Hacker News new | ask | show | jobs
by lexman0 3397 days ago
I completely disagree with this. Public key pinning has some well known problems that make it very dangerous to implement at scale [1].

There are some very large problems that this introduces and does not solve:

- How do kiosk machines now work? How can I trust any website when every use is first use?

- What about https domains for images and scripts? Is the user supposed to trust each domain separately?

- Assuming trusting a domain trusts all its other domains mentioned in its content-security-policy, how is this trust revoked for misuse?

- Is the author suggesting that we retain all users of browsers everywhere? I believe that to be a herculean task.

Certificates have their problems, but this is not a solution. I will not propose one here, because it is an extremely complicated problem that needs many separate parties working together to solve.

[1] https://blog.qualys.com/ssllabs/2016/09/06/is-http-public-ke...

2 comments

> How do kiosk machines now work? How can I trust any website when every use is first use?

Should you ever really trust kiosk machines? They could easily be setup with MITM eavesdropping software.

> What about https domains for images and scripts? Is the user supposed to trust each domain separately?

Presumably there could be some sort of <meta> header that listed the public key fingerprint/IDs of any subdomains that the page was going to pull in. This would make the UX better.

> Assuming trusting a domain trusts all its other domains mentioned in its content-security-policy, how is this trust revoked for misuse?

AFAIK, revocation isn't very good even with the current CA infrastructure[1][2].

[1] https://news.netcraft.com/archives/2014/04/24/certificate-re...

[2] https://www.maikel.pro/blog/current-state-certificate-revoca...

> Should you ever really trust kiosk machines? They could easily be setup with MITM eavesdropping software.

I should have the choice. This doesn't even give me that.

> Presumably there could be some sort of <meta> header that listed the public key fingerprint/IDs of any subdomains that the page was going to pull in. This would make the UX better.

This would make the UX barely passable. If any of these domains change the content at all so the hash changes, how does it get updated?

> AFAIK, revocation isn't very good even with the current CA infrastructure[1][2].

I completely agree with you, so lets not make it any worse.

> I should have the choice.

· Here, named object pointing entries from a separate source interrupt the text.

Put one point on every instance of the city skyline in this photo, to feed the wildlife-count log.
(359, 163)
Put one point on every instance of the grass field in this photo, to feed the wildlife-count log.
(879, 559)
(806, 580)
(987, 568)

This doesn't even give me that.

I don't understand why you say this. Can you explain more?

> This would make the UX barely passable. If any of these domains change the content at all so the hash changes, how does it get updated?

Not a hash of the contents, just the sub/external domains' key-ids. Yes, the main page would have to change if you updated the keys. Doesn't seem too onerous to me.

>> I should have the choice. This doesn't even give me that.

>I don't understand why you say this. Can you explain more?

Not who you replied to, but with this system, I need to trust everything between the kiosk and the website server to not be MitMed. With the certificate system, I only need to trust the kiosk itself. Specifically, I need to trust the browser does TLS right, and I need to trust the installed root certificates are correct.

This is my thinking.

>> Not a hash of the contents, just the sub/external domains' key-ids. Yes, the main page would have to change if you updated the keys. Doesn't seem too onerous to me.

Then that means each external domain has to tell all its linkers that its key will change whenever it does. Assuming it even has such a list. What if a party doesn't respond? I understand it would be said parties problem, but it sure does make re-keying difficult.

> Should you ever really trust kiosk machines? They could easily be setup with MITM eavesdropping software.

This has already been answered, but I'll offer a different perspective. For a lot of people kiosk machines are the only way they get to use the internet. Not everyone has the privilege of owning their own computer or internet-enabled phone.

> I completely disagree with this. Public key pinning has some well known problems that make it very dangerous to implement at scale

I don't know what you are commenting on, because the author of the linked article suggests we use Trust On First Use, not HPKP.

which is aweful from a user perspective, not everybody is an engineer. many many people would be more confused by that.